DiffusionGemma reverses this inefficiency. Instead of predicting words sequentially, it drafts an entire 256-token paragraph simultaneously. By giving the computer’s processor a larger chunk of work at once, DiffusionGemma utilizes your hardware to its full potential. It upgrades your model inference from a single, sequential typewriter to a massive printing press that stamps the entire block of text simultaneously. DiffusionGemma 扭转了这种低效。它不再按顺序预测单词,而是同时起草整个 256 个 token 的段落。通过一次性给处理器分配更大的工作量,DiffusionGemma 充分发挥了硬件的潜力。它将你的模型推理从单台顺序打字机升级为能够同时印制整个文本块的大型印刷机。

How text diffusion works

文本扩散的工作原理

Similar to AI image generators that start with visual static and iteratively refine it into a clear picture, DiffusionGemma applies this to text: 类似于 AI 图像生成器从视觉噪点开始并迭代细化为清晰图像的过程,DiffusionGemma 将此原理应用于文本:

  1. The canvas: The model starts with a canvas of random placeholder tokens. 画布: 模型从一个包含随机占位符 token 的画布开始。
  2. Iterative refinement: The model makes multiple passes, locking in correct tokens and using them as context clues to refine the rest. 迭代细化: 模型进行多次遍历,锁定正确的 token,并将其作为上下文线索来细化其余部分。
  3. Final polish: The text converges into high-quality output. 最终润色: 文本收敛为高质量的输出。
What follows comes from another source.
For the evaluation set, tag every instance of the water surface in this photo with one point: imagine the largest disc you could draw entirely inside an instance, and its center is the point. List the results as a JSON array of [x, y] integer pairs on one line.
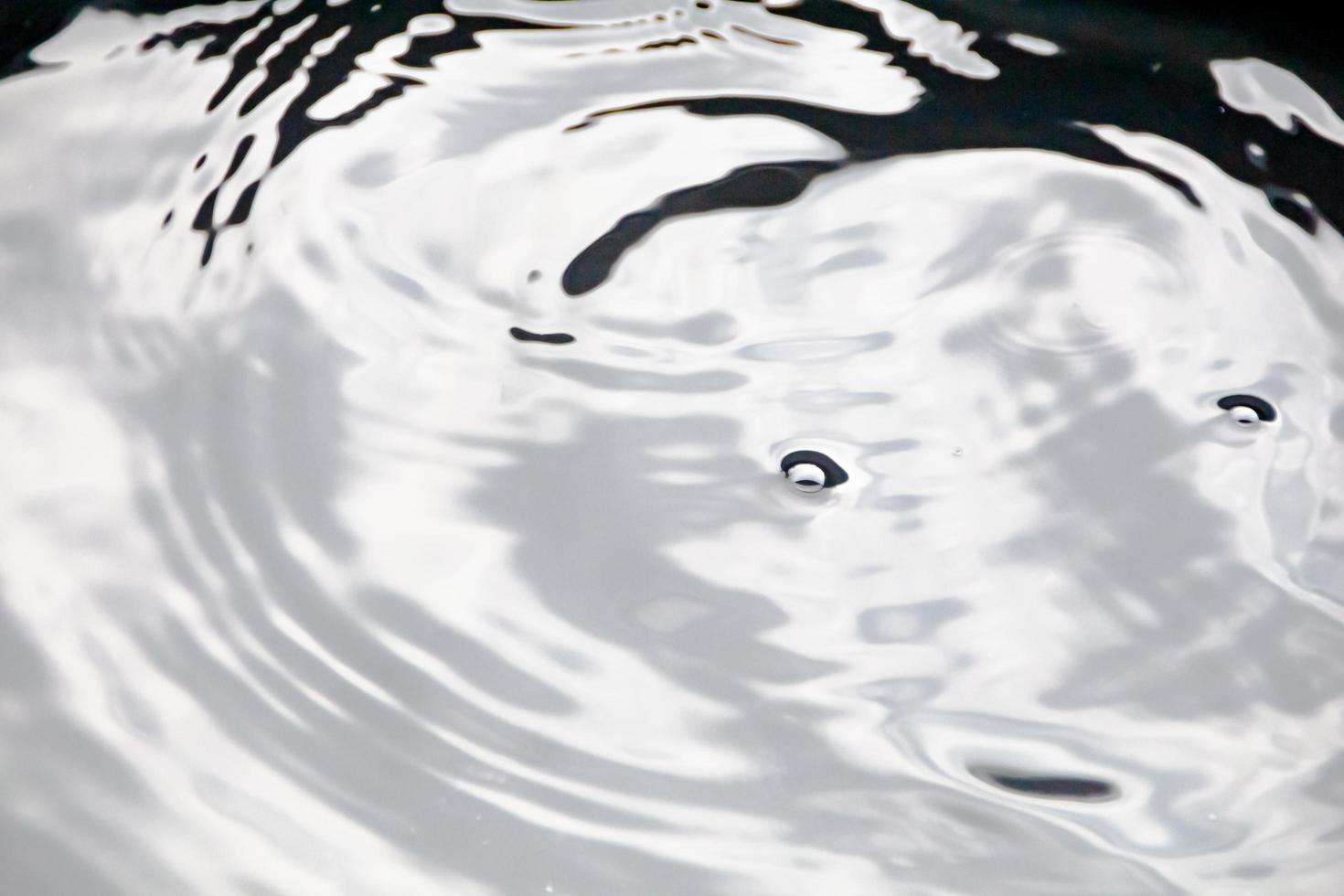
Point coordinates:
[[391, 407]]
Because the model can process the whole paragraph while generating, it unlocks new patterns of model behavior, like perfectly closing complex markdown formatting or generating and rendering code in near real-time. 由于模型在生成时可以处理整个段落,它解锁了新的模型行为模式,例如完美闭合复杂的 Markdown 格式,或近乎实时地生成并渲染代码。

Get started today

立即开始

  • Download the weights: Access the experimental model weights (released under a permissive Apache 2.0 license) right now on Hugging Face. 下载权重: 立即在 Hugging Face 上获取实验模型权重(以宽松的 Apache 2.0 许可证发布)。
  • Integrate & learn: Learn more in our DiffusionGemma developer guide. Or deep dive into A Visual Guide to DiffusionGemma to understand the mechanics under the hood. 集成与学习: 在我们的 DiffusionGemma 开发者指南中了解更多信息。或者深入阅读《DiffusionGemma 可视化指南》以理解其底层机制。
  • Use your favorite development tools: Serve the model efficiently using MLX, vLLM (with integration supported by Red Hat), and Hugging Face Transformers. For rapid experimentation, we are releasing a fine-tuning tutorial using Hackable Diffusion, a modular JAX toolbox designed for composability. 使用你喜爱的开发工具: 使用 MLX、vLLM(由 Red Hat 提供集成支持)和 Hugging Face Transformers 高效部署模型。为了快速实验,我们发布了一个使用 Hackable Diffusion 的微调教程,这是一个专为可组合性设计的模块化 JAX 工具箱。